Tra mercatini e artigianato: Chiari celebra i patroni San Faustino e Giovita

Mercatini

Come ogni anno, in occasione del 15 febbraio, le strade del centro storico di Chiari hanno preso vita, per rallegrare i clarensi nella giornata dedicata ai santi Faustino e Giovita. A partire dalle 9 del mattino i mercatini, ricchi di artigianato, prodotti gastronomici, oggetti e accessori, hanno animato le vie del centro, richiamando numerosi cittadini e visitatori desiderosi di celebrare i patroni di Brescia e della stessa Chiari: i santi Faustino e Giovita. I due martiri, fratelli originari del territorio bresciano, vissero nel II secolo d.C. e subirono le persecuzioni dell’imperatore Adriano per via della loro conversione al cristianesimo. La loro decapitazione avvenne proprio il 15 febbraio, giornata divenuta simbolo di coraggio e di fede, e che Chiari ama ricordare attraverso numerose iniziative, tra cui i mercatini stessi. Come si può leggere sulle pagine social del Comune “l’iniziativa è frutto del lavoro sinergico tra l’Amministrazione comunale di Chiari, le Botteghe di Chiari e Pro Loco Chiari, unite per rendere omaggio ai nostri Patroni e valorizzare il commercio locale”. L’offerta è stata ampia e variegata, a partire dal settore gastronomico, con selezioni di mieli e marmellate, prodotti da forno e dolciumi, capaci di ingolosire anche i più piccoli. Non sono mancate poi le bancarelle di abbigliamento, con borse, cuffie e gioielli, e i prodotti artigianali, come i saponi e gli elementi in legno lavorati a mano, che racchiudono in sé una storia di tradizione e manualità. Grande spazio è stato dato anche all’arte e alla creatività, con quadri, stampe e opere di artisti locali, che hanno colorato le vie del paese con un tocco unico. Ogni bancarella è divenuta così un piccolo mondo da scoprire, capace di rendere la festività ancora più sentita.

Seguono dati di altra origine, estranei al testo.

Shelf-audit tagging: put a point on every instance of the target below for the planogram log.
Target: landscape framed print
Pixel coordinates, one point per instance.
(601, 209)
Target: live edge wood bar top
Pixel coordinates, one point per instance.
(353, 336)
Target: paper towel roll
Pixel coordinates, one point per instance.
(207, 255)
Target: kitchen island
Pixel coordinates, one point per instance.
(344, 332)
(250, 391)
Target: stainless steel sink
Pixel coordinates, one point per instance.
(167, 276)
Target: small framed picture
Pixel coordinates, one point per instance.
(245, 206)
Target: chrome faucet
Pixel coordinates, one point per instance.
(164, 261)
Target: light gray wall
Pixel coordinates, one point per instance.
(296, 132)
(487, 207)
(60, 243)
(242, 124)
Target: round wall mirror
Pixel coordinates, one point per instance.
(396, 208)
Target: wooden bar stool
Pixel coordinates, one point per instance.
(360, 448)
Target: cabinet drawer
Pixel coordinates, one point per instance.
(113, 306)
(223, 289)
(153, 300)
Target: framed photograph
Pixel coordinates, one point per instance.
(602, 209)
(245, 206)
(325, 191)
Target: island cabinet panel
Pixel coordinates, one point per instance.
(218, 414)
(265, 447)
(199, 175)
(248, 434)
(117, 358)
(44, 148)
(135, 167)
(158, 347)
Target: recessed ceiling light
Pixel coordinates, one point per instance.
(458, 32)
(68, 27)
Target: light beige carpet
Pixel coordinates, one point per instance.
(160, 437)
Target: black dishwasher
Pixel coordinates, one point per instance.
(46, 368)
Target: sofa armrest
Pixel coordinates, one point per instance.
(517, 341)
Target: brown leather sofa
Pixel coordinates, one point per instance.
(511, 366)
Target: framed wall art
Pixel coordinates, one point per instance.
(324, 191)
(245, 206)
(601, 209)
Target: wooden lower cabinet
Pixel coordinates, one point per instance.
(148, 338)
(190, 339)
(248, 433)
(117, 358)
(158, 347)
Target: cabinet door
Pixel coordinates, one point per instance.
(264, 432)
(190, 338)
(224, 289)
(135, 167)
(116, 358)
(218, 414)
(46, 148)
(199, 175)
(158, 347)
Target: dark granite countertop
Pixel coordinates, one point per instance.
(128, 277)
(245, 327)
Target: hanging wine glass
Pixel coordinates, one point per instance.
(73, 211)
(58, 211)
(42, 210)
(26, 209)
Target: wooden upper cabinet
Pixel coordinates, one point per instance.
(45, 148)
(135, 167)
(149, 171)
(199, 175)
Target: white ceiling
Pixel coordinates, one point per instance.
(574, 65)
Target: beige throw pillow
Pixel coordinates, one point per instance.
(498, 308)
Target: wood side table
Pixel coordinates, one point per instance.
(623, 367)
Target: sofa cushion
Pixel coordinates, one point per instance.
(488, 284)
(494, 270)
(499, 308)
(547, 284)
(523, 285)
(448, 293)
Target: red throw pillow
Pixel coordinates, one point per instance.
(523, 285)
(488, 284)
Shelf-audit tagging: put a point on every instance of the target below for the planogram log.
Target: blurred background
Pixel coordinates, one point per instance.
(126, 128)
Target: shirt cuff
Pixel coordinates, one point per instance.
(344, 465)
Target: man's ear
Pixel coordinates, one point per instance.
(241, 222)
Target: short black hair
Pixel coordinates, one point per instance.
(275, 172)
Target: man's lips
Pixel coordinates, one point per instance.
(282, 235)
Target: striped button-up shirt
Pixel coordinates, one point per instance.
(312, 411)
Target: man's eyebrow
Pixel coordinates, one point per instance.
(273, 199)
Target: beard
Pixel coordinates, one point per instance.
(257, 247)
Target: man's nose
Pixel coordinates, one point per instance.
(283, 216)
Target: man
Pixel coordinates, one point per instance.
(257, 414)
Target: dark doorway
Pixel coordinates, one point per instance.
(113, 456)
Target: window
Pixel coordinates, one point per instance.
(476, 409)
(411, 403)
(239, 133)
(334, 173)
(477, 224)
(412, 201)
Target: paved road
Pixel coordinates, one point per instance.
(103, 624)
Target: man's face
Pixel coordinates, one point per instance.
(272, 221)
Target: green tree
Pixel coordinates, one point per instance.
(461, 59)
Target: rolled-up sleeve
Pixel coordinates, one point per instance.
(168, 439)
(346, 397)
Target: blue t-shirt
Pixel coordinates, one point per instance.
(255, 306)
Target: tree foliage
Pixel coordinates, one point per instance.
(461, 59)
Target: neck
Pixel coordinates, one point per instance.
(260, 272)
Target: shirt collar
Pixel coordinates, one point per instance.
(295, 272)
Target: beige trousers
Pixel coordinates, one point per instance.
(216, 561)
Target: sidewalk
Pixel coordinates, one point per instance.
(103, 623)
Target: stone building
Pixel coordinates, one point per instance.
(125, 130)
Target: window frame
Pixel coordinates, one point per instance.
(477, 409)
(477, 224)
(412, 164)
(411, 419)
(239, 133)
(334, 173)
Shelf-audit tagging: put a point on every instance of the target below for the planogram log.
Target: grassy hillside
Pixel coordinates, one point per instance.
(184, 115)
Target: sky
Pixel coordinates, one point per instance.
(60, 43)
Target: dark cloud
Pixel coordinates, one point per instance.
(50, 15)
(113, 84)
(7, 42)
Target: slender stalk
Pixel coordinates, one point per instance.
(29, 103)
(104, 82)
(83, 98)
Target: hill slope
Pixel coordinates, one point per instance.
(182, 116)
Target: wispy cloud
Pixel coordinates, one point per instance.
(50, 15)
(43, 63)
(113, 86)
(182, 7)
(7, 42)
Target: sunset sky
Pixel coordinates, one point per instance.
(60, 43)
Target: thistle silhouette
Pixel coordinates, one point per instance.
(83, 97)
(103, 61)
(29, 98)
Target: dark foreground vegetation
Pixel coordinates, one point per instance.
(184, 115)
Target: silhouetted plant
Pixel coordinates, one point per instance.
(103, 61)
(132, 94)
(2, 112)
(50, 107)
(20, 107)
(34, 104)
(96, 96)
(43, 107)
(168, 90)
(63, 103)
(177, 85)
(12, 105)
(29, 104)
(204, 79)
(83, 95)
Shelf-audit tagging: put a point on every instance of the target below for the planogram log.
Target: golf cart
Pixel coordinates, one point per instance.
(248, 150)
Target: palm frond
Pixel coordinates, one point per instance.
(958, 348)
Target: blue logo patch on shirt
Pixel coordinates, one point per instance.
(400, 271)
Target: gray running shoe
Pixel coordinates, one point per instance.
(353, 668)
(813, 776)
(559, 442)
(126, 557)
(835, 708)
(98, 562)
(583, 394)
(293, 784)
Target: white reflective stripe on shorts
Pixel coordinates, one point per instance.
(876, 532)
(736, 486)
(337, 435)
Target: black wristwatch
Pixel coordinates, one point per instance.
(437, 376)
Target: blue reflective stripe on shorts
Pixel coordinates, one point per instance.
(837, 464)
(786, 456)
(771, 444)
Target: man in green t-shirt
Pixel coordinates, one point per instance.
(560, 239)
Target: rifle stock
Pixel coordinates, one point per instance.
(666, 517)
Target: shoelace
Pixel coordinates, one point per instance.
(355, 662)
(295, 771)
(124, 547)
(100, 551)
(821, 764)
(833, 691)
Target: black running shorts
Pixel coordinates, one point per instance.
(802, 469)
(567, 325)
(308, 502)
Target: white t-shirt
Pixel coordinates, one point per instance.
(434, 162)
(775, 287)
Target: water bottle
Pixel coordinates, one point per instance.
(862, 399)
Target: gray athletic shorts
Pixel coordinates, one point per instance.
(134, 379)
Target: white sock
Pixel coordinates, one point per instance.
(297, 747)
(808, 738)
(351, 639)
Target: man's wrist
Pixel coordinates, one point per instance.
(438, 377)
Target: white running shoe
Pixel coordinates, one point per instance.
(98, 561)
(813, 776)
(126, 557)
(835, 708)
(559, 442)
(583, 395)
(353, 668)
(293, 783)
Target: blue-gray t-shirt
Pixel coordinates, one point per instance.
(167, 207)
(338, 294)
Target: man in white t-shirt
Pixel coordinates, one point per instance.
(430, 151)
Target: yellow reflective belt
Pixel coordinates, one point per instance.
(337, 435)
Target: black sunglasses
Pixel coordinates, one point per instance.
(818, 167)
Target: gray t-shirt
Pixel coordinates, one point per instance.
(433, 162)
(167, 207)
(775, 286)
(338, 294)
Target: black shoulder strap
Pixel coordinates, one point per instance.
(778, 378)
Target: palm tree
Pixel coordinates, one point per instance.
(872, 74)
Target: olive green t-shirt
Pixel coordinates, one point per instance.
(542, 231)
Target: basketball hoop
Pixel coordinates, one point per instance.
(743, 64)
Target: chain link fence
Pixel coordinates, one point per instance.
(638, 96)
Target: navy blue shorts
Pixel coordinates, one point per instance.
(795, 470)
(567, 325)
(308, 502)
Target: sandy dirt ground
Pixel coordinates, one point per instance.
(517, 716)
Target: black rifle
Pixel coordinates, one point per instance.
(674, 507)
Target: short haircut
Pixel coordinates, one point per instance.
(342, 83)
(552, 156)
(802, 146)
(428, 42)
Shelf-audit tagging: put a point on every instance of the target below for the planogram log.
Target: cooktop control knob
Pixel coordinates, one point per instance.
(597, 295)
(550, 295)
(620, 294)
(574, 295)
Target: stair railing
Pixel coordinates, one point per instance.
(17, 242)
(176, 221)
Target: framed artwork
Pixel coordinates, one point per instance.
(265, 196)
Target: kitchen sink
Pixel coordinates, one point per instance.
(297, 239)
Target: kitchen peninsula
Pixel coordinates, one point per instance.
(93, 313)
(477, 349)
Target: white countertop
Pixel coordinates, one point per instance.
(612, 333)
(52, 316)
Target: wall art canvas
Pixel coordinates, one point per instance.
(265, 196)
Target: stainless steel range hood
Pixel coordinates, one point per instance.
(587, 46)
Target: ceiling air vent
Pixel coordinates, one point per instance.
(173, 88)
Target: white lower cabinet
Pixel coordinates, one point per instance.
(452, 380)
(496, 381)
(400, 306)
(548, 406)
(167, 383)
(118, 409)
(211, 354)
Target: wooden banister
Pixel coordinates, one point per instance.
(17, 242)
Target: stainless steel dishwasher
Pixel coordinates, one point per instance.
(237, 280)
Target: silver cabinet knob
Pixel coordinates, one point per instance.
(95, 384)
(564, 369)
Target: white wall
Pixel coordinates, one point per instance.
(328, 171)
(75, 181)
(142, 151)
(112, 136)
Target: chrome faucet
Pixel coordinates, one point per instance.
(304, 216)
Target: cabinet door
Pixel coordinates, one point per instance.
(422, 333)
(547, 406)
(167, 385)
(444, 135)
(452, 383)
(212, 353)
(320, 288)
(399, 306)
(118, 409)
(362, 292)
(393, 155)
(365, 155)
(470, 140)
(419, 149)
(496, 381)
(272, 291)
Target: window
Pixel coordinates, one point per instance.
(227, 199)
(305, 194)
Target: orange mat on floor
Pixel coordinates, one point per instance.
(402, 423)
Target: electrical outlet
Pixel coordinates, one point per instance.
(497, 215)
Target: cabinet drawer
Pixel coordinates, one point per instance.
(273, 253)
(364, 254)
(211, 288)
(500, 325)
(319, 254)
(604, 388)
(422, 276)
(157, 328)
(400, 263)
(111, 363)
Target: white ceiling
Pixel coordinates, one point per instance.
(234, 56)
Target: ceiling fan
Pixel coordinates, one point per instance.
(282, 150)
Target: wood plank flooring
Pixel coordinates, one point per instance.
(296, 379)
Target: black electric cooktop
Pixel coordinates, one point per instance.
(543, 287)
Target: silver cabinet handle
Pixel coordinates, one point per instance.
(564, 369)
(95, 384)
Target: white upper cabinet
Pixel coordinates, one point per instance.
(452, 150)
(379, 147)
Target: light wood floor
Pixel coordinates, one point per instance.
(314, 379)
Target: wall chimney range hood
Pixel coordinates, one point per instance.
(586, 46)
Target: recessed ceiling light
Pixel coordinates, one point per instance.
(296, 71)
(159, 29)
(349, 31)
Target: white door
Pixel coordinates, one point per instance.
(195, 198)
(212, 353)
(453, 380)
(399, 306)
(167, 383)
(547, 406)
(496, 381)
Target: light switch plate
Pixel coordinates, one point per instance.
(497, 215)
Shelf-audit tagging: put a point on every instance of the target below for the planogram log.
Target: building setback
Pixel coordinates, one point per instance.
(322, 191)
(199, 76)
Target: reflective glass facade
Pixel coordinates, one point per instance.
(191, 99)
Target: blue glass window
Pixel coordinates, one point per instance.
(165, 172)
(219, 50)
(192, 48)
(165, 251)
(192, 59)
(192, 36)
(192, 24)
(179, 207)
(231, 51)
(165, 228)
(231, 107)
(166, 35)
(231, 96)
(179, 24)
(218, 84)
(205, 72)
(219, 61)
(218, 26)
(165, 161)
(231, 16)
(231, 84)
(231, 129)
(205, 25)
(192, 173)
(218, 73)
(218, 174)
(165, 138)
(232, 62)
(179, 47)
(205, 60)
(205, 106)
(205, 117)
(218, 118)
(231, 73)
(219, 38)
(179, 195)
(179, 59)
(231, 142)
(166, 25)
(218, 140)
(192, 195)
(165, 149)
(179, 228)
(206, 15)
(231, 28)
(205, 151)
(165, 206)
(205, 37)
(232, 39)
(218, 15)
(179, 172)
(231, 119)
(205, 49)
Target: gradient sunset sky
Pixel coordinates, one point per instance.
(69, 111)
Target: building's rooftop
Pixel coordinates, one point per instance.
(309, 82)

Grande è stata la partecipazione della cittadinanza: famiglie, giovani, bambini e anziani hanno potuto passeggiare per le vie di Chiari, curiosando tra i vari stand e provando le varie specialità, facendosi rallegrare dal passaggio del Corpo Bandistico G.B. Pedersoli che ha sfilato per le vie di Chiari, e lasciandosi affascinare dal volo della colomba, simbolo di pace e liberazione.
I mercatini hanno così potuto rappresentare più di un semplice appuntamento commerciale: sono diventati un momento di tradizione, incontro e valorizzazione del territorio, che ha permesso ai partecipanti di riscoprire le realtà locali e di stare insieme ai propri familiari, in una giornata di festa e partecipazione.